The ambassador must have been the only person at his embassy to think so, said a diplomat close to the talks.

“The truth was that the atmosphere was cold and intransigent when the president went to Beijing yet his China team went on pretending that everything was fine,” the diplomat said.

In reality, Chinese officials argued over every item of protocol, rigged a town hall meeting with a pre-selected audience, censored the only interview Obama gave to a Chinese newspaper and forbade the Americans to use their own helicopters to fly him to the Great Wall.

"China Says US Protectionism Endangers Trade Ties: Xinhua" (Agence France-Presse)

BEIJING — China accused the United States of protectionism that has "seriously affected" their trade ties, state media reported late Monday, amid a worsening spat between the two countries.

Ministry of Commerce spokesman Yao Jian made the comments on the ministry’s web site in response to US moves to impose anti-dumping duties on electric blankets and wire trays from China, news agency Xinhua said.

"Since the outbreak of the financial crisis, the US trade protectionism has been apparently on the rise, and China has become the biggest victim of US abuse of trade relief measures," Yao said, according to Xinhua.

Tensions between Beijing and Washington are already high over the US approval last week of a 6.4-billion-dollar arms deal for Taiwan, which follows on from a range of disputes including Google’s revelations last month about alleged cyberattacks by China.

"With Defense Test, China Shows Displeasure of U.S." (New York Times)
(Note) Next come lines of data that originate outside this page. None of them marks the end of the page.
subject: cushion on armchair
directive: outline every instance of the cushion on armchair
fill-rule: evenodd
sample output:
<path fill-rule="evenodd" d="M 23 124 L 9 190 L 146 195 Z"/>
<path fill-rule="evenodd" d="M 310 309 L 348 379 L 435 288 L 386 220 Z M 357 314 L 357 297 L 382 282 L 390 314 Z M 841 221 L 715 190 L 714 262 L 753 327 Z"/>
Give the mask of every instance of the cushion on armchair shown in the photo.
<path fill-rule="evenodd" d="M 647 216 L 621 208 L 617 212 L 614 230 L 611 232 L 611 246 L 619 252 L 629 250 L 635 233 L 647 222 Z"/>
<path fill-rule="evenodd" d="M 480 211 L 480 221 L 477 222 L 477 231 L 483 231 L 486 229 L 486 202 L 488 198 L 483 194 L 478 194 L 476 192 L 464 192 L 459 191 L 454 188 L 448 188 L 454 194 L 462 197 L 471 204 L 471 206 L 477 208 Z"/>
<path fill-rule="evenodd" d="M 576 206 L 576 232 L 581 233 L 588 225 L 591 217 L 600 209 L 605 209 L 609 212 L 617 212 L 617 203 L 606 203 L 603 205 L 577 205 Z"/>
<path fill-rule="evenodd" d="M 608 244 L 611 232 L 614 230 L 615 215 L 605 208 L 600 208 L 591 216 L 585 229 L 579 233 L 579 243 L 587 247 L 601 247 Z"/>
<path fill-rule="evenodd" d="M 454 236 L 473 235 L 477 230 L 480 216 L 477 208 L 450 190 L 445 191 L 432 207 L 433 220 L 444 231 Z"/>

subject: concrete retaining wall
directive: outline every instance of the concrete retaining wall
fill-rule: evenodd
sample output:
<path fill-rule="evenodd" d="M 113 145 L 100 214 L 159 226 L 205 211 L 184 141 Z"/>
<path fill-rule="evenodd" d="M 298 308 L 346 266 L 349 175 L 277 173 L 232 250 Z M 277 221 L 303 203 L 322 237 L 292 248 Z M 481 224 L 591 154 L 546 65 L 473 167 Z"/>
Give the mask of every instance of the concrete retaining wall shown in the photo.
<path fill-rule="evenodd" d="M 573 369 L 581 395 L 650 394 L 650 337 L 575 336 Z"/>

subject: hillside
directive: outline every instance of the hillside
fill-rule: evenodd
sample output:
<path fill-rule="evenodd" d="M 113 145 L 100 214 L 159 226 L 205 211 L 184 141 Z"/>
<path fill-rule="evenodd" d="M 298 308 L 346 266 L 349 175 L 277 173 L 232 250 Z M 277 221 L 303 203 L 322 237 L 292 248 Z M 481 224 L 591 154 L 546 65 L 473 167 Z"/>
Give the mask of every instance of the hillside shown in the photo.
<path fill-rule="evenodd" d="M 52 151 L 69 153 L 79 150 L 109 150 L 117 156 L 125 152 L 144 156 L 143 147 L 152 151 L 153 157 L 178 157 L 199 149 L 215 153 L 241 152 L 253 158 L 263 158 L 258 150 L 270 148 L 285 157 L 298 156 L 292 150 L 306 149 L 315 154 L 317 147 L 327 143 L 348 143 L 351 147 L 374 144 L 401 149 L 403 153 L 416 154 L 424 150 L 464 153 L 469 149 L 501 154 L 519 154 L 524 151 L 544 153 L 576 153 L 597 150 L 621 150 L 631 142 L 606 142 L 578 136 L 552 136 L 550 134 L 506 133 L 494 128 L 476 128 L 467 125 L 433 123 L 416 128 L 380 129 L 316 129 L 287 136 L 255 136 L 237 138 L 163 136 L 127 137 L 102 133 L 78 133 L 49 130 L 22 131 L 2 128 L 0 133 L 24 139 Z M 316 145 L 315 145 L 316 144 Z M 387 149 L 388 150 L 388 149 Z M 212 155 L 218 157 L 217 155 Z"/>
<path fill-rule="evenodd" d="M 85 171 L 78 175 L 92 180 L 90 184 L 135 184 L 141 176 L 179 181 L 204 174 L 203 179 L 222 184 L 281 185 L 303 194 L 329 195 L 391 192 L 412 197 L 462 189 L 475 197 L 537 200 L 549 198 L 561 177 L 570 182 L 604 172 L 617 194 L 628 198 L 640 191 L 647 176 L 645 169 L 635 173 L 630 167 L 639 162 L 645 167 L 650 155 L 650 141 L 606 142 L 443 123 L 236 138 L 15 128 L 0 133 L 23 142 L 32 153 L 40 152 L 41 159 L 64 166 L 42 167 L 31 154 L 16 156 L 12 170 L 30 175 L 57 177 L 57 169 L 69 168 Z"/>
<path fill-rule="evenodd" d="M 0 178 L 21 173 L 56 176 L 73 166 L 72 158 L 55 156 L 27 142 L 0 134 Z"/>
BEIJING — China said late Monday that it had successfully tested the nation’s first land-based missile defense system, announcing the news in a brief dispatch by Xinhua, the official news agency. “The test is defensive in nature and is not targeted at any country,” the item said.

Even if news accounts on Tuesday did not provide details about the test — and whether it destroyed its intended target — Chinese and Western analysts say there is no mistaking that the timing of the test, coming amid Beijing’s fury over American arms sales to Taiwan, was largely aimed at the White House.

In recent days, state media have been producing a torrent of articles condemning the sale of Patriot air defense equipment to Taiwan. China views the self-ruled island as a breakaway province, separated since the civil war of the 1940s, and sees arms sales as interference in an internal matter.

The Defense and Foreign Ministries have released a half-dozen warnings over the weapons deal, saying it would have grave consequences for United States-China relations. A columnist in Global Times, a populist tabloid, urged readers come up with ways to retaliate against the United States.

Writing in the newspaper Study Times, Maj. Gen. Jun Yinan said China had the power to strike back. “We must take countermeasures to make the other side pay a corresponding price and suffering corresponding punishment,” wrote General Jun, a professor at China’s National Defense University.